The Views Are Good Here
A stay in the Palace Suite will allow you to live a day in the life of the emperor/empress that you’ve always known you are. Like all of Palace Hotel Tokyo’s suites, a stay here comes with a complementary view of the surrounding areas of Marunouchi, with the Palace Suite benefiting from sweeping views across the Imperial Palace Gardens and Wadakura Fountain. Upon arrival you’ll be escorted to the 19th floor where those staying in one of the signature suites (that’s you – yay!) can enjoy a private check‐in. Being helped with your luggage before being greeted by the concierge at check‐in is a nice touch.
The Roomiest of Rooms
Now let’s get down to the room itself. Having visited Tokyo on several occasions, I’ve always been disappointed with the size of the rooms. I can remember nights spent in beds with my toes hanging loosely out the bottom of a double bed that feels more like a single. The Palace Hotel Tokyo puts this qualm to bed (pardon the pun) as the rooms are spacious by both Asian and Western standards. In fact, at 210m² the Palace Suite is the biggest of its kind in Tokyo. And if that isn’t enough space for you, you can extend this already generously sized room by reserving the connecting Club Deluxe King room to create a two‐bedroom home away from home. The Palace Suite delivers a living room, dining room, bedroom, vanity area, dressing room and bathroom embellished with fine marble to make this the suite of kings. Evenings were made for moments like the ones you’ll spend here, as the window‐side tub allows you to take in the views of Tokyo’s sensational skyline from the comfort of your room.
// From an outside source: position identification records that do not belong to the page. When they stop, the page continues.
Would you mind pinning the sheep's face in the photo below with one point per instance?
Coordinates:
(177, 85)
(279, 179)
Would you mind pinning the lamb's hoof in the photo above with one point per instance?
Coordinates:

This chic residence does a good job of remaining contemporary throughout, showing no signs of neglecting its Japanese heritage, it instead serves to embrace it. The décor is sleek and suave. The colours throughout are gentle and earthy, with splashes of orange and gold in all the right places. The stylish furnishings go from texture to texture effortlessly, creating an understated feel of luxury all over. In‐room amenities include a Nespresso machine, three LCD TVs, complimentary Wi‐Fi access, a Blu‐ray player and a whole host of multi‐language channels. This suite wants for nothing.
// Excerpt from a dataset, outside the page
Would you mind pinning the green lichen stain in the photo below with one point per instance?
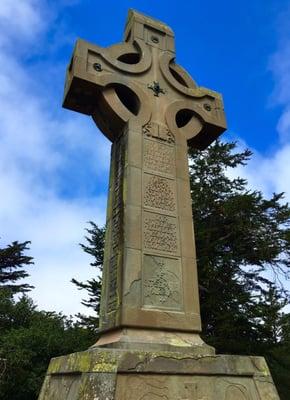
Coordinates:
(55, 365)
There are oh so many benefits
One of the massive benefits of opting for the Palace Suite is the complimentary access to the cosy confines of the Club Lounge. Any executive lounges you’ve visited in the past will look like child’s play compared to this, as this is what can only be described as the icing on the cake to an already all‐round refined experience. Prepare to be serenaded and soothed to the bones by the lounge’s pianist as you sip on zesty cocktails and enjoy generous servings of exquisite canapés. Afternoon tea here is an absolute must and is best enjoyed outside on the terrace. On a clear day, the terrace affords stunning views of the famed Mount Fuji. The waiter service here is the friendliest and the sincerest in Tokyo that I’ve come across and the staff will go out of their way to make you feel like a superstar. Another plus point for the Palace Suite is the free parking that comes with it. Free parking in a major city like this is so unheard of that even if you plan on walking everywhere it’s almost worth renting a car!
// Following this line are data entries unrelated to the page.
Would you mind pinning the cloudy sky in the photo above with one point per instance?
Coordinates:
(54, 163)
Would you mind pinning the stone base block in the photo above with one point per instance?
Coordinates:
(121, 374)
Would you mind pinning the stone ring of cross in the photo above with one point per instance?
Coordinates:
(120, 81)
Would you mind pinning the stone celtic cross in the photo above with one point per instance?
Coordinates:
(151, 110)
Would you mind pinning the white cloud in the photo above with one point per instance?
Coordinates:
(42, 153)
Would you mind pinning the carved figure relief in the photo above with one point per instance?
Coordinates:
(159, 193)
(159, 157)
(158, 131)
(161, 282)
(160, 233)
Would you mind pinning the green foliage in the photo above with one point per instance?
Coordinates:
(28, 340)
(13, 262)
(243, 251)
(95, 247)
This has to be the best hotel I’ve stayed at in Tokyo. Not only does the suite itself take some beating, but the Club benefits are too good to pass up. The location is also a selling point of the hotel as asides from the fact that it neighbours the Imperial Palace Gardens, it also lies adjacent to the boundless transport hub that is Tokyo Station. The world is your oyster here and this luxury hotel in Tokyo is the gateway to the city that lies on your doorstep.
But who cares? In a suite this chic, you’ll never want to leave.